Understanding what we mean by ‘trauma’
Image via Pixabay.
Trauma is defined as ‘an emotional and psychological response to deeply distressing or life-threatening events that overwhelm an individual’s ability to cope’ (Mind, 2026). As a concept, it feels as if it has fully entered the consciousness of the mainstream and terms like ‘trauma dumping’, ‘generational trauma’ and ‘vicarious trauma’ can be found across social media, forming an important part of modern-day discussions concerning mental health.
From the archive: Mountain Rescue Magazine Issue 96, April 2026. Catherine Donnelly is part of a growing network of therapists who work with the Rescue Benevolent Fund. A person-centred therapist based in the Lake District, she has previously worked in the NHS, police and prison services.

As a private counsellor, I sincerely welcome this new-found awareness and openness to trauma because I fundamentally believe in the power that human connection has to heal. However, I also think it is important to offer some insight into some of the common misconceptions around trauma, so that we are best placed to respond to it when we recognise the signs and symptoms of it, both in others and within ourselves.
Firstly, it is important to note that trauma can result from either a singular event or can arise from the cumulative impact of prolonged emotional distress over time. Naturally, people tend to assume that certain events are more likely to be experienced as traumatic than others. When we imagine what might lead to Post Traumatic Stress Disorder (PTSD) we tend to think about conflict zones, road traffic accidents, or being the victim of a violent crime.
Undoubtedly, it is important to recognise that these experiences are often world altering for people, but one of the often confusing and most surprising things about trauma is that two people can witness the exact same event and have completely different emotional responses to it. One person’s world may feel completely upended by something they have experienced, whilst their colleague is able to return to work and carry on without being totally overwhelmed by it. This in itself can be isolating and invalidating for the person affected, leading to questions like ‘Why can my teammate cope with this and I can’t?’ and ‘Why can’t I just get over it?’
There is no rule about what experiences can be traumatic. It’s more about how you react to them…
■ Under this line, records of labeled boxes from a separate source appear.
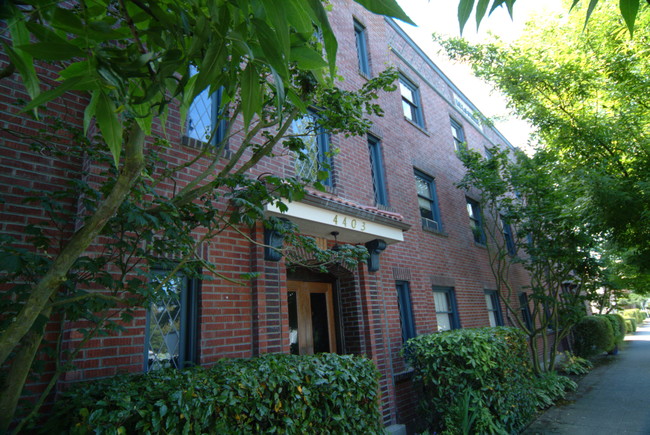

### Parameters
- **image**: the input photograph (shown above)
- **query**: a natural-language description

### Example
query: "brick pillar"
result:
[251,223,289,355]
I continually remind myself that even as a qualified practitioner, I can never make assumptions about another person’s trauma. The mental health charity Mind summarises this, stating that ‘there’s no rule about what experiences can be traumatic. It’s more about how you react to them’ (2026). On the face of it, this might make the task of identifying trauma seem even more confusing. However, I find that the subjective nature of trauma is the very thing that continually stops me from making assumptions about how another person might be experiencing it (which is important because making assumptions about people is always pretty unhelpful in therapy). Therefore, when working with trauma, I primarily ask questions instead of directing, I am curious rather than analytical, and I listen to the emotional content of what a client is telling me and not just the words on the surface.
Within my practice, I also work with a number of people from various emergency services who (by the very nature of their role), have often witnessed more distressing and emotionally demanding situations than the majority of other people in society. Consequently, I have become increasingly aware that emergency responders highlight another confusing aspect of trauma, which is that despite being involved in a particular type of incident multiple times, one occasion of the same type of incident can still result in a complex trauma (whereas the previous twenty, for example, didn’t).
More confusingly, this is often without any forewarning or clear reason as to why this particular occasion has been so different. A person might then ask questions like, ‘why can’t I cope with this sudden death when I’ve attended so many before?’ or ‘why can’t I stop reliving it when I’ve been trained to do this?’
Despite being involved in a particular type of incident multiple times, one occasion of the same type of incident can still result in a complex trauma — whereas the previous twenty, for example, didn’t…
Importantly, if anybody has had an experience like this and is wrestling with these types of questions, I would strongly encourage them to consider starting the process of therapy. Therapy deliberately doesn’t jump to conclusions about trauma and instead seeks to establish a safe and non-judgmental space where all parts of a person are welcomed. It deliberately avoids assumptions and good therapy moves at the pace of the client (which is so vitally important when working with traumatised parts). Various therapists offer specific interventions for trauma such as emotional regulation strategies, somatic work and cognitive processing (depending on their training and theoretical approach), but what I believe is even more fundamentally important, is that a good therapist makes you feel safe to be seen. Moreover, not just the hardworking, reliable and positive parts of self that like to be seen, but the confused, isolated and overwhelmed parts that are incredibly difficult to carry alone, especially for people whose role requires them to constantly respond to the needs of others.
…social media is a double-edged sword, but the fact that it has given us a greater collective awareness into both trauma and therapy, feels like one of its healthiest contributions to society.
Therefore, if the increased modern-day awareness of trauma contributes in any way to bringing somebody to therapy so that they don’t continue to struggle alone, then I can only see this as a positive move forward. Although social media is in many ways a double-edged sword, the fact that it has given us a greater collective awareness into both trauma and therapy, feels like one of its healthiest contributions to society.